Another answer I got from wibit.com :

#include <iostream>
#include <fstream>
using namespace std;

int main(int argc, const char* argv[])
{
  ifstream inBinaryFile;
  inBinaryFile.open(argv[1], ios_base::binary);
  int currentByte = inBinaryFile.get();
  while(currentByte >= 0)
  {
    printf("%02x ", currentByte);
    currentByte = inBinaryFile.get();
  }
  printf("\n");
  inBinaryFile.close();
  return 0;
}

Answer 2

You certainly want to convert the char objects to unsigned char before processing them as integer values! The problem is that char may be signed in which case negative values get converted to negative ints when you cast them. Negative ints displayed as hex will have more then two hex digits, the leading ones probably all "f".
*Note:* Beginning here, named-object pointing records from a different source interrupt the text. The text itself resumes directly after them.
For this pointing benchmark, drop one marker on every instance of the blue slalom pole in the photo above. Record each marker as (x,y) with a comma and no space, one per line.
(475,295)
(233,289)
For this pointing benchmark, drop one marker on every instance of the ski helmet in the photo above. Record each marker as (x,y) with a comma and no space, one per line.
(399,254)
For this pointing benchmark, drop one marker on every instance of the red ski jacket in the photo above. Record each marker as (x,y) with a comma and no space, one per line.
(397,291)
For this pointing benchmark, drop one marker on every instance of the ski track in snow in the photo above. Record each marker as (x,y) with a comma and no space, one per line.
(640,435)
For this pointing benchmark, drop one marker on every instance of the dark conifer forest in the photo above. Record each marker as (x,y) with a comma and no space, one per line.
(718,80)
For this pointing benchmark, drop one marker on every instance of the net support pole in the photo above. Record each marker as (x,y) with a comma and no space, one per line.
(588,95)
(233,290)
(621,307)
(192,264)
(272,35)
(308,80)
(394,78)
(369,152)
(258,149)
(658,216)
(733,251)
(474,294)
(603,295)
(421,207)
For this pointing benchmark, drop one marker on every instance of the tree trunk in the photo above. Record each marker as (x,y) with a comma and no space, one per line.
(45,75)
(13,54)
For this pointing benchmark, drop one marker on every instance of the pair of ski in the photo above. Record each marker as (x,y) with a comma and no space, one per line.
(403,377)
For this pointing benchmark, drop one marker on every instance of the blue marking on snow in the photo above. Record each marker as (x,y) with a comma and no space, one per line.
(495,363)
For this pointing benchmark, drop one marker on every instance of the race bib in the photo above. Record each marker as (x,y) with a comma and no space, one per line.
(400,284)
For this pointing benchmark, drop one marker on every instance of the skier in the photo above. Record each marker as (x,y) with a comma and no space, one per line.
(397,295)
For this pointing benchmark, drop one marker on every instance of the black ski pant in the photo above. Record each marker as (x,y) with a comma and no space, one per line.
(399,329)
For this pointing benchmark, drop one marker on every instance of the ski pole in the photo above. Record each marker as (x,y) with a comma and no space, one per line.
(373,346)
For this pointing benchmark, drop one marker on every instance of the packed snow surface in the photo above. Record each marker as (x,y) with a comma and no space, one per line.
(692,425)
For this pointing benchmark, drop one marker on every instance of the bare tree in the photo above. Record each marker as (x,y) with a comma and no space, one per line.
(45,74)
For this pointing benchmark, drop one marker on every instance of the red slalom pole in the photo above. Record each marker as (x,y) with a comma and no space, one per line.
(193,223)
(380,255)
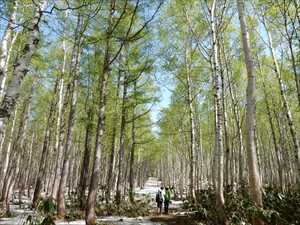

I didn't immediately spot why the second approach gets the size wrong. However, the C++ approach to read a binary file is simple:

#include <iostream>
#include <fstream>
#include <vector>
#include <iomanip>

std::vector<unsigned char> bytes;
{
    std::ifstream in(name, std::ios_base::binary);
    bytes.assign(std::istreambuf_iterator<char>(in >> std::noskipws),
                 std::istreambuf_iterator<char>());
}
std::cout << std::hex << std::setfill('0');
for (int v: bytes) {
    std::cout << std::setw(2) << v << ' ';
}

Answer 3

Both your methods are some strange mix of C and C++ (well, actually the second is just plain C); still, the first method is mostly right, but you have to use an unsigned char for c, otherwise any byte over 0x7f is read as negative, which results in that wrong output.¹

To do things correctly and in the "C++ way", you should have done:

std::cout<<std::hex<<std::setfill('0');

...

   if (in)
      std::cout << std::setw(2)<<int(c) << "\n";

---

The second one gets the "signedness" correct, but it's mostly just C. A quick fix would be to fix the 100 in the for loop, replacing it with fileSize. But in general, loading the whole file in memory just to dump its content in hexadecimal is a botched idea; what you normally do is to read the file a piece at time in a fixed-size buffer and convert it by the by.

---

1. get returns an int; if it's bigger than 0x7f it overflows the char when assigning, and typically results in some negative value. Then when it is passed to printf it gets sign-extended (since any signed integer parameter passed to a vararg function is widened to int) but interpreted as an unsigned int due to the %X parameter. (all this assuming 2's complement arithmetic, non-signaling integer overflow and signed char)

Answer 4

In the first case you're printing char (which is signed) while in the second case you're doing the same with unsigned char. %X extends chars to ints and that causes the difference.